13 days left.
It got me thinking about luck. It's hard to hang your hat on it, ya know. I don't believe that it was bad luck that Hope got cancer. And I don't think she'll need to be lucky to continue to be healthy after her treatment ends. But on the other hand I also don't think God gave her cancer or took it away, or that if we just pray hard enough it won't come back. That's not the God I believe in. So where does that leave me?
Genetic mutation and variation isn't lucky or unlucky - it just is. It's remarkable to me that cancer isn't more prevalent. Life on a molecular level is insanely complicated. So much has to go right. And even with the number of fail safes in the system, you would think that the combination of unrestrained cell proliferation and the prevention of cell death would happen more often.
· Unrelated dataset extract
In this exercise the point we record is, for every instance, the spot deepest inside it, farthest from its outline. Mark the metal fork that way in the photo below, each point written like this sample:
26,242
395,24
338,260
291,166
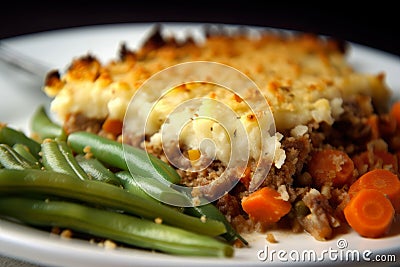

If I did rely on luck, I suppose I might have to buy into the notion of how too much talking about the future might "jinx" us. But I refuse to believe in causing genetic mutations because of conversations or thoughts or a lack of prayer or even a lack of goodness. I won't put human agency or omission on the hook for a process that even the smartest scientists in the world and the holiest spiritual leaders can't explain.
Did you read Humans of New York over the last few weeks? HONY is an incredible website and Facebook page that tells people's stories - with an image or two and a few paragraphs of text, it manages to convey the breathtaking, heartbreaking, mundane beauty of being a human being.
A couple of weeks ago, I noticed a HONY post that one of my FB friend's "liked" in my feed. The picture accompanying the post had a bald kid in it - so needless to say, I clicked on it. HONY was just beginning a series of stories about families and medical staff at Memorial Sloan Kettering's pediatric oncology unit. Everything I've ever wanted to tell you about the bizarre juxtaposition of joy and terror - and so much more beyond my experience - are laid bare in these stories. When the telling was done, HONY had raised $3.8 million for pediatric cancer research.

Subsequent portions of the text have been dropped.